Y la antecámara del anfiteatro que hacía de morgue y la sala de autopsias:
Repentinamente, la tarima de los muertos soportaba tres y más desgraciados que estaban allí estirados, rígidos, descalzos, pobremente vestidos, con la cara envuelta al Poniente, alineados uno al lado del otro, formando muchas veces un contraste lúgubre.En esa antecámara del anfiteatro se amortajaban los infelices parias que habían sucumbido en el hospital; en la pieza contigua se hacían las autopsias.
Muchas veces, al entrar allí destraídos, nos encontrábamos de improviso con ciertas caras y ciertas expresiones cadavéricas que, sin quererlo, nos hacían apresurar la salida.
Eran dos cuartujos de techo bajo, sombríos, húmedos, con esa humedad pegajosa y molesta de las piezas que han estado cerradas mucho tiempo; amenazaban ruina; una ventana alta daba vista al patio donde habían crecido libremente las cicutas regadas con las aguas servidas del anfiteatro.

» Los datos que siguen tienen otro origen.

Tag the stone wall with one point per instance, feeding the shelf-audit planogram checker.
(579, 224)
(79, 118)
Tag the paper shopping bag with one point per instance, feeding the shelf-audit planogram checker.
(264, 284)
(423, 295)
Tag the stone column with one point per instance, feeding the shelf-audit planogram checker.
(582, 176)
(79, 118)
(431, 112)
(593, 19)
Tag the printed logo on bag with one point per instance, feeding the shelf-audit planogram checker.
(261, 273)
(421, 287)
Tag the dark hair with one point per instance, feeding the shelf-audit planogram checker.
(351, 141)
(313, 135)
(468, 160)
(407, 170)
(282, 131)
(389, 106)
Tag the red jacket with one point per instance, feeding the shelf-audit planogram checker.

Las hojas de la ventana continuamente abierta, soportaban caritativamente el muro del techo que amenazaba desplomarse.
La primera vez que penetramos en ese recinto lóbrego y frío como un sepulcro abandonado, retrocedimos instintivamente; el espectáculo era poco alentador, y si nos hubiese llevado el amor al estudio, seguramente no habríamos vuelto.
Era menester, por otra parte, ocultar esas impresiones de aprendiz so pena de oír las pullas de compañeros más avezados y con sistema nervioso y estómago mejor dispuestos...
En el prólogo de su novela, sin firma, se refieren a él como "pleno purgatorio humano".[3]